How does one handle variable (state-dependent) action set with Reinforcement Learning, specifically Actor-Critic method? I have found a similar question (Reinforcement Learning With Variable Actions), but it offers no complete answer I can use.
The problem is that neural network that models Policy function has a fixed number of outputs (corresponding to a maximum possible set of actions). It can't help but compute probabilities for all actions, including ones that are impossible in the current state. It becomes an especially huge problem, when there are states where only one or two actions out of, say, initial 50 are possible.
I see two possibilities:
1) Ignore impossible actions, and choose an actions among possible ones, re-normalizing probability of each one to the sum of their probabilities.
2) Let action selector choose impossible actions, but penaltize the network for doing so, until it learns to never choose impossible actions.

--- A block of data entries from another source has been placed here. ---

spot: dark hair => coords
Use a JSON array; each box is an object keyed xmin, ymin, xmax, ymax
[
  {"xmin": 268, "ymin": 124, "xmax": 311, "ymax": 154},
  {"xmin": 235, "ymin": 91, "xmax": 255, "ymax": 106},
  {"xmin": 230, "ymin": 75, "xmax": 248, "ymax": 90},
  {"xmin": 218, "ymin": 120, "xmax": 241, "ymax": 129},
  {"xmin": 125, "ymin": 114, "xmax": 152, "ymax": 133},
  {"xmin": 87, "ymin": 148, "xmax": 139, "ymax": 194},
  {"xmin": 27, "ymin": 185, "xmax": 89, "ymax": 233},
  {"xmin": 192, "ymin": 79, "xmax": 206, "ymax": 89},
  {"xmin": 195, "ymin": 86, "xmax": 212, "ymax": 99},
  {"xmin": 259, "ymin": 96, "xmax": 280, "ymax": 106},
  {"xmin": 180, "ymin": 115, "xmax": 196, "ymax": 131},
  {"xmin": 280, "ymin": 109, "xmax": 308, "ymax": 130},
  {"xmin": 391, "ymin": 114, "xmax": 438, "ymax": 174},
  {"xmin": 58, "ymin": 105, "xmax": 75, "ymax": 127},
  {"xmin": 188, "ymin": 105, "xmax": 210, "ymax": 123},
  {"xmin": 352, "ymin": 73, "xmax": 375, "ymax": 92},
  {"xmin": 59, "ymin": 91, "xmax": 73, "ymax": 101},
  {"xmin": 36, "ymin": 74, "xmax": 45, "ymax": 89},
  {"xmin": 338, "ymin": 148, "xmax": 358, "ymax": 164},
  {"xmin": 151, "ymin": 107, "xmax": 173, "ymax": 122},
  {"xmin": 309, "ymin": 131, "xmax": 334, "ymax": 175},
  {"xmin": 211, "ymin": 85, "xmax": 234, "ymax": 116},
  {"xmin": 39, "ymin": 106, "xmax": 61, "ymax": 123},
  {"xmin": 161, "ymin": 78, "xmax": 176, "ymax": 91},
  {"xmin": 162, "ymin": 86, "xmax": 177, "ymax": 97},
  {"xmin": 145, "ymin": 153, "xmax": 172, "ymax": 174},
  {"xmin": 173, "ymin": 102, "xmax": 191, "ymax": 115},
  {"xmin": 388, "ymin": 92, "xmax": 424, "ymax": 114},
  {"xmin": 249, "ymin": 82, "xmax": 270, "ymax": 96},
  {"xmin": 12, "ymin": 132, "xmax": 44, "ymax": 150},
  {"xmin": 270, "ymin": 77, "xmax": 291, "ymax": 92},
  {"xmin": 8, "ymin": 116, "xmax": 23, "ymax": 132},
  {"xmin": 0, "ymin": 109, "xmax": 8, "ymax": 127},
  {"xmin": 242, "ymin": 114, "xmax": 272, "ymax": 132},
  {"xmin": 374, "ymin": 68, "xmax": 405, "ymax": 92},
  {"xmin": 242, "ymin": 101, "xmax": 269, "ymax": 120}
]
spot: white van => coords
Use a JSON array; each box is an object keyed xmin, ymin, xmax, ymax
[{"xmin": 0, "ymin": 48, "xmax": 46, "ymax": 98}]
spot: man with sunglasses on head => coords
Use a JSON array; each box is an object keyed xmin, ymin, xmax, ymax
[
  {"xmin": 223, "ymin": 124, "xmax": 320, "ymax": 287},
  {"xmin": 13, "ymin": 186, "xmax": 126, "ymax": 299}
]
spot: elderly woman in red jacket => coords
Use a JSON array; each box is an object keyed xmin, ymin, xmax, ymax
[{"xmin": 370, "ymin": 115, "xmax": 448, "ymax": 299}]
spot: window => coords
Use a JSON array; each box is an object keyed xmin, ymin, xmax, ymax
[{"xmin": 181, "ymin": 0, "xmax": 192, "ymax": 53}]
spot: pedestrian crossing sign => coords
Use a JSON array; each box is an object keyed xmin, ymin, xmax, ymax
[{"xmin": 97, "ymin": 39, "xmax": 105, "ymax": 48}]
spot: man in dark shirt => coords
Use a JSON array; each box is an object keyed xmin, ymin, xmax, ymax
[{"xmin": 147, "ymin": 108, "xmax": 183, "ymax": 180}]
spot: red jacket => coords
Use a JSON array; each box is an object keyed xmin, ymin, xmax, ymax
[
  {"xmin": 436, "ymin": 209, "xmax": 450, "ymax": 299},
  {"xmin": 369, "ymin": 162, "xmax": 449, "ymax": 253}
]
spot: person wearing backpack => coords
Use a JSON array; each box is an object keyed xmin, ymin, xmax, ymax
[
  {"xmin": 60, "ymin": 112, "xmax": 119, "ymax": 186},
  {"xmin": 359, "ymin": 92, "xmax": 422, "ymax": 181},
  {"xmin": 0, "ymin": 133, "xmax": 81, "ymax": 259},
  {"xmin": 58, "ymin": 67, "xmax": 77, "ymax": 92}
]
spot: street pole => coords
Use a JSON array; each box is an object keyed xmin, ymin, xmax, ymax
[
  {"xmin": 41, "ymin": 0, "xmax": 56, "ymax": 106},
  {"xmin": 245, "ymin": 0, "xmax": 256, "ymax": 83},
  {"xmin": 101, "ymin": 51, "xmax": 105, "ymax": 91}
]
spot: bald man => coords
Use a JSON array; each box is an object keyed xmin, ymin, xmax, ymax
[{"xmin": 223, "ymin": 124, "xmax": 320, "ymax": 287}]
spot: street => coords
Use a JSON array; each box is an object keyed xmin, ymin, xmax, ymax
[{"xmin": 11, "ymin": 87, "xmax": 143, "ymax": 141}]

I have tried both, and they all have some problems:
1) Ignoring impossible actions may lead to action with output probability of 0.01 to have re-normalized probability of 0.99, depending on other actions. During the back-propagation step, this will lead to a big gradient, because of log(probability) factor (the network will use the original, non-normalized probability in calculation). I'm not entirely sure if this is desirable, and I seem to get not particularly good results with this approach.
2) Penaltizing choosing bad actions is even more problematic. If I only penaltize them slightly, action choose can get stuck for a long time while it adjusts over-inflated probabilities of impossible actions until previously small probabilities of possible actions become viable. But if I penaltize bad actions hugely, it leads to bad outcomes, like having a network where one action has 1.0 probability, and the rest are 0.0. What's worse, the network can even become stuck in an endless loop because of precision problems.
I haven't seen a proper discussion of this question anywhere, but maybe I just can't think of a proper search terms. I would be very thankful if anyone could direct me to a paper or blog post that deals with this question, or give me a extended answer on proper handling of this case.